This is the mail archive of the
libc-alpha@sourceware.org
mailing list for the glibc project.
[RFC] Propose fix for race conditions in pthread cancellation (bz#12683)
- From: Adhemerval Zanella <azanella at linux dot vnet dot ibm dot com>
- To: "GNU C. Library" <libc-alpha at sourceware dot org>, Rich Felker <dalias at aerifal dot cx>
- Date: Wed, 10 Sep 2014 18:47:58 -0300
- Subject: [RFC] Propose fix for race conditions in pthread cancellation (bz#12683)
- Authentication-results: sourceware.org; auth=none
Hi all,
I have summarized in [1] the current issues with GLIBC pthread cancellation system,
the current GLIBC implementation and the proposed solution by Rich Felker with the
adjustment required to enabled it on GLIBC.
It is still heavily WIP and I'm still planning to add more content, so any question,
comments, advices are welcomed.
The GLIBC adjustment to proposed solution is in fact the current work I'm doing to
rewrite pthread cancellation subsystem [2]. My code still needs a *lot* of cleanup,
but initial results are promising.
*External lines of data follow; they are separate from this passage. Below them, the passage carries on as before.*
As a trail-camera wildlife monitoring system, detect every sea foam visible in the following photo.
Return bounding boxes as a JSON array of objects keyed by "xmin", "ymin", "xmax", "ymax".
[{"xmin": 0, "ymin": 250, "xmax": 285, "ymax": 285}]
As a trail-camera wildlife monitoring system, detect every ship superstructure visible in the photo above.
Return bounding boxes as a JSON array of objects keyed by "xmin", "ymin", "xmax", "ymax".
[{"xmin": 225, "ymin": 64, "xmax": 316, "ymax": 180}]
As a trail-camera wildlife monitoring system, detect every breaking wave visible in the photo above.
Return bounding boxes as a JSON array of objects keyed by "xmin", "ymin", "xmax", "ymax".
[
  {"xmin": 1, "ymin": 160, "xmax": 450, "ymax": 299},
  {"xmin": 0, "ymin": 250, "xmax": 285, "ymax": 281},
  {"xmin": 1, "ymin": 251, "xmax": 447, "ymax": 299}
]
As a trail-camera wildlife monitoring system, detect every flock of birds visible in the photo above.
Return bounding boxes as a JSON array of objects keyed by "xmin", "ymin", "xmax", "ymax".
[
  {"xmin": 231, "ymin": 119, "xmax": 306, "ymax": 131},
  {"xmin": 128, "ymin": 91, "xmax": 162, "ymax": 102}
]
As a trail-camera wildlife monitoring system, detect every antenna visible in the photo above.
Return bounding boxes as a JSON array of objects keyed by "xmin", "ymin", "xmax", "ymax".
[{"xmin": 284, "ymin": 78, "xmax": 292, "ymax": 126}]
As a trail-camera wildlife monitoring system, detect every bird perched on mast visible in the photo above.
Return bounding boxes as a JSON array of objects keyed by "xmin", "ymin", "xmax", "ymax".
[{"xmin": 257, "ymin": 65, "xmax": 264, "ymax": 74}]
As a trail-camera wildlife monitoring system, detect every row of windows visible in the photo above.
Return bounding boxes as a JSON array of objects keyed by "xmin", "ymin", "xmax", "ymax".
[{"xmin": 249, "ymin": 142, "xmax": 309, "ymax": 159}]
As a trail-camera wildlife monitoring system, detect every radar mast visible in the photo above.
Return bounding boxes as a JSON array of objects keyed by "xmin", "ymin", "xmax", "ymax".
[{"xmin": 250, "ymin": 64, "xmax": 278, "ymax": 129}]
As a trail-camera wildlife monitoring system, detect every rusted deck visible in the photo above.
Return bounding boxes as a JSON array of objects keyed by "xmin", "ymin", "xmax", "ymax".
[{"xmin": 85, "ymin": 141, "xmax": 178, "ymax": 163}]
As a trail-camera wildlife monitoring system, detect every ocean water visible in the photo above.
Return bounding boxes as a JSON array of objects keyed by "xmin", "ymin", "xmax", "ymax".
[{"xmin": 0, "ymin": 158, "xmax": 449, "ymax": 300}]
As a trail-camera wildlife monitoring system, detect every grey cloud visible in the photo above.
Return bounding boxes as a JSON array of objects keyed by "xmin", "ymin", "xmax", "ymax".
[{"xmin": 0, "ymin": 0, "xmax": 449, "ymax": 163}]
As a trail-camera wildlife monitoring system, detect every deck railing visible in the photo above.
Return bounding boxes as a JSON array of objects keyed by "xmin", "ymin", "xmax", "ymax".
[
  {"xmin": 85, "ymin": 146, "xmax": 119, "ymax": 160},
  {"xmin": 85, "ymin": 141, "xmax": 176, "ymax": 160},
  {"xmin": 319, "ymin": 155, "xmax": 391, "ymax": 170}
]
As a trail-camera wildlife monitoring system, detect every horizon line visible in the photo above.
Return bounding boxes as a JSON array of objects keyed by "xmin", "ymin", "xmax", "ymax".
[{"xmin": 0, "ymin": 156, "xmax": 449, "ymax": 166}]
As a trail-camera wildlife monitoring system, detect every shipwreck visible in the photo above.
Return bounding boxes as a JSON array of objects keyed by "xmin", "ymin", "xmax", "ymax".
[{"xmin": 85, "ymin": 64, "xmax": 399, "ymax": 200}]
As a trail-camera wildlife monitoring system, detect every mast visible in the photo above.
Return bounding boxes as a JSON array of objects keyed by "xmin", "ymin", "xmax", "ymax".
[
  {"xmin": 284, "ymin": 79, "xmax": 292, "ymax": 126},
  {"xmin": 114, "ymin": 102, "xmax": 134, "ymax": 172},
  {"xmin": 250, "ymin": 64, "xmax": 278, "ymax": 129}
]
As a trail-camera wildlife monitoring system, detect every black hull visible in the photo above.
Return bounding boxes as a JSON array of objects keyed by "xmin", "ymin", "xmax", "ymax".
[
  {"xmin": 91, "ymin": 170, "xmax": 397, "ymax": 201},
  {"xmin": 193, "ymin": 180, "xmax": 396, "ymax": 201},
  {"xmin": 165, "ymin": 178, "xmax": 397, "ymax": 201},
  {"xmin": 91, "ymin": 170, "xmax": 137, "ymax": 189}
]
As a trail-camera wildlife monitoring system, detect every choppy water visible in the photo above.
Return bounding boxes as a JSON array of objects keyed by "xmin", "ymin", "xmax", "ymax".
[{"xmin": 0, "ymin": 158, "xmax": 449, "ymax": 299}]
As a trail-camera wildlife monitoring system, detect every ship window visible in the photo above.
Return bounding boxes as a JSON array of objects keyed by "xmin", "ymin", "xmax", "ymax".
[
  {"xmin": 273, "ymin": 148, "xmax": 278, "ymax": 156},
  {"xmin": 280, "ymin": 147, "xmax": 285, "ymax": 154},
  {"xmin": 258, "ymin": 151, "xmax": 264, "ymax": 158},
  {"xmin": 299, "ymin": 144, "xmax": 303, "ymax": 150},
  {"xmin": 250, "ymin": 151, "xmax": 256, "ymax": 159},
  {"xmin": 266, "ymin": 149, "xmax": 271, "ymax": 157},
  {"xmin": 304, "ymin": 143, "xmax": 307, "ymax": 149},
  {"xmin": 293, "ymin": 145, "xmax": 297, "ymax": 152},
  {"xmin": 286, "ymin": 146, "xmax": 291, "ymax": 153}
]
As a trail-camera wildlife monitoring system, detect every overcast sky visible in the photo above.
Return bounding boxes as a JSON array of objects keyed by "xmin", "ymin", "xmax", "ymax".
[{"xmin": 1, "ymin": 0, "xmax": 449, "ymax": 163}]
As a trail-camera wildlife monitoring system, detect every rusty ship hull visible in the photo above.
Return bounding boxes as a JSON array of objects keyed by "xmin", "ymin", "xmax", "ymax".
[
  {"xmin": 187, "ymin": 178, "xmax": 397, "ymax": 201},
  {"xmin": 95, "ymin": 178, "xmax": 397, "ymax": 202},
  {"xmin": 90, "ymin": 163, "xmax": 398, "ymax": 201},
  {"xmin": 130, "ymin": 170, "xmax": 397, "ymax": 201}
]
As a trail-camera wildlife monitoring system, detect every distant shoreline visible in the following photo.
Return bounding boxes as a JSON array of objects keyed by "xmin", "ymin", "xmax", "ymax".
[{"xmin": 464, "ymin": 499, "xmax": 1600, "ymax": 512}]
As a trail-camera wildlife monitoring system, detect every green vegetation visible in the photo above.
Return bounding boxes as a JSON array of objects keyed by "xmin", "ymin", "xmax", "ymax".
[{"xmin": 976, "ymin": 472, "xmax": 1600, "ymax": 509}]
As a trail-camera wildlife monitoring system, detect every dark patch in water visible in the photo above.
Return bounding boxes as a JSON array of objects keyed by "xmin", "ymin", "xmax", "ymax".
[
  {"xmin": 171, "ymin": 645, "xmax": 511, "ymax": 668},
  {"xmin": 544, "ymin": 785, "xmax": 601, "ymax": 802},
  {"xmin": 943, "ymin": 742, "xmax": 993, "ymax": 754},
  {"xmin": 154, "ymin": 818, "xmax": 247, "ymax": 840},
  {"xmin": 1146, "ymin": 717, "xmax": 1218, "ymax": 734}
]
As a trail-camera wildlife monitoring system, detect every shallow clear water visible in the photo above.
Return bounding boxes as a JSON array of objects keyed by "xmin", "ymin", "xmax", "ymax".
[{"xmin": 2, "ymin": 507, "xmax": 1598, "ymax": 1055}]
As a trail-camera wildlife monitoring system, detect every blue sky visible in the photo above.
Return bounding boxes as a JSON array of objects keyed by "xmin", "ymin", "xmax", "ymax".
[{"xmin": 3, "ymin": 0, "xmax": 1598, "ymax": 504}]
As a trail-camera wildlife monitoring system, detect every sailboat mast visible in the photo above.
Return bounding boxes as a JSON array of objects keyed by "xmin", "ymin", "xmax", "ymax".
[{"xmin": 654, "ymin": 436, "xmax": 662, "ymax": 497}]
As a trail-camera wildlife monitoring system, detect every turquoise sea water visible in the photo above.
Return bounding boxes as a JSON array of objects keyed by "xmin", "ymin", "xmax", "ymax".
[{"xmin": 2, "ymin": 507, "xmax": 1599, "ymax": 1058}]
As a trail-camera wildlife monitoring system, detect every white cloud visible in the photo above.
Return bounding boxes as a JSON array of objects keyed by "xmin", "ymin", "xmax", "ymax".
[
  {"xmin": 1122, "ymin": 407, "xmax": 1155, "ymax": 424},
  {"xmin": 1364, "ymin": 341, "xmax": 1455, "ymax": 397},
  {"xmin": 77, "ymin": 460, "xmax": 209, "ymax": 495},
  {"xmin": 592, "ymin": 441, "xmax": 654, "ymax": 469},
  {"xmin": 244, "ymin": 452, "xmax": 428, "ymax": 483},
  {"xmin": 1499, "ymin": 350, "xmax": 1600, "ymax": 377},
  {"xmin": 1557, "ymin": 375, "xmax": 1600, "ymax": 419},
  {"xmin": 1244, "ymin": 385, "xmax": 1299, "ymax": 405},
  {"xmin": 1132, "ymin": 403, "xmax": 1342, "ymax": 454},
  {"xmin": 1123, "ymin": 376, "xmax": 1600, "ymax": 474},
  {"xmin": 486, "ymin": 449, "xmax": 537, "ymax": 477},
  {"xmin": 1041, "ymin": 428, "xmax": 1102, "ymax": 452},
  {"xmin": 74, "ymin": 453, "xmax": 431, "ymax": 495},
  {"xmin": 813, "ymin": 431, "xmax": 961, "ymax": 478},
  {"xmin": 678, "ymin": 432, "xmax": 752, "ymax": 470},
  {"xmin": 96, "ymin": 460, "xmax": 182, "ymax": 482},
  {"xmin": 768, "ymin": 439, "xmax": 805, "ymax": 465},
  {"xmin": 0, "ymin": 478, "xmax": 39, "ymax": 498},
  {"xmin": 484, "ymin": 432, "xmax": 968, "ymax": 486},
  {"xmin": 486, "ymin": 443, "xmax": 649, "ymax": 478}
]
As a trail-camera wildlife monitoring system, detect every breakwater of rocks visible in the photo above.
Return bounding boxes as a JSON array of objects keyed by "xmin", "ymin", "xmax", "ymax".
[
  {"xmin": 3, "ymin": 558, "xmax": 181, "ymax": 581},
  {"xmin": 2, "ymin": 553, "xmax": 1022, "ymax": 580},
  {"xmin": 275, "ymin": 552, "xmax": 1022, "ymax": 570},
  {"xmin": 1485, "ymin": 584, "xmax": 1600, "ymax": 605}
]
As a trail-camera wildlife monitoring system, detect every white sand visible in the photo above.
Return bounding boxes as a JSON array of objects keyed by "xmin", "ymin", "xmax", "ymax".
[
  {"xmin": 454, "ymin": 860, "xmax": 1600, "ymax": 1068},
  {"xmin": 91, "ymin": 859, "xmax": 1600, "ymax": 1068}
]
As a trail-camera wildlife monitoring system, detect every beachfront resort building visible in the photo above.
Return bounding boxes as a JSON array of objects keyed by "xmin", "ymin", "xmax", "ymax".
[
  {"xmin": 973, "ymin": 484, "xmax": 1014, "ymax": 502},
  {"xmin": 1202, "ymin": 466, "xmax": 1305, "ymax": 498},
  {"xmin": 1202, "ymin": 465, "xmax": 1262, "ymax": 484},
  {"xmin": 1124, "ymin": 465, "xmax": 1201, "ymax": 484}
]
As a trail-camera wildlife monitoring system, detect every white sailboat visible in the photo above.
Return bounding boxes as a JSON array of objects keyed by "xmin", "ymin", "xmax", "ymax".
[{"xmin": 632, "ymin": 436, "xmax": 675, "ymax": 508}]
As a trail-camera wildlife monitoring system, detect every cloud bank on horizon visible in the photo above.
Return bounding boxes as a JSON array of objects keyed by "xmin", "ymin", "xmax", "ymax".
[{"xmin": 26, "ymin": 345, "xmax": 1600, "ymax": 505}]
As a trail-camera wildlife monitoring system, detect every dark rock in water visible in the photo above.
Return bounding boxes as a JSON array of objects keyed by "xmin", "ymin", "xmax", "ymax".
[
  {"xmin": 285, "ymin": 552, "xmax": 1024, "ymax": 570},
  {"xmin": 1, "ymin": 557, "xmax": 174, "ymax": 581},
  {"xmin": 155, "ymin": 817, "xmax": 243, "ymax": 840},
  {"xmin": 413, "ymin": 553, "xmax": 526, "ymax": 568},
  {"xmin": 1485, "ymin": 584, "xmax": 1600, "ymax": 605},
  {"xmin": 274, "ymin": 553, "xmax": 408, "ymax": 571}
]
It is building on both powerpc64 and x86_64
(it won't build on others platforms basically because I rewrite the way cancelable
syscalls are done).
Current NPTL testcase are all passing but:
FAIL: nptl/tst-cancel-wrappers
FAIL: nptl/tst-cancel20
FAIL: nptl/tst-cancel21-static
FAIL: nptl/tst-cancel4
FAIL: nptl/tst-cancel5
FAIL: nptl/tst-cancelx20
FAIL: nptl/tst-cancelx21
FAIL: nptl/tst-cancelx4
FAIL: nptl/tst-cancelx5
FAIL: nptl/tst-detach1
The 'nptl/tst-cancel-wrappers' is expected since I get rid of the
enable_asynccancel/disable_asynccancel function, but the other are due the fact now
cancellation *will not* on one important case:
* syscall is blocked but with some side effects already having taken place (for
instance partial read/write/send/etc.)
This is the cases for tst-cancel[4/5] that checks for cancelable write and send
and the way the test is code, kernel IP address from signal handler is *after*
syscall, indicating partial read/send. Similar cases occurs for tst-cancel[20|21],
where the read returns after the syscall in pipe reading. I'm still checking
nptl/tst-detach1.
Anyway, now I would like comments about proposed solution and if the cases for
new failures should not be allowed or if testcases now should be adjusted.
I also note that this new implementation shows correct behavior on the testcases
from bug reported and replicated on bugzilla: first one does not show leaked
file descriptors and second correctly hangs.
[1] https://sourceware.org/glibc/wiki/Release/2.21/bz12683
[2] https://github.com/zatrazz/glibc/commits/master-bz12683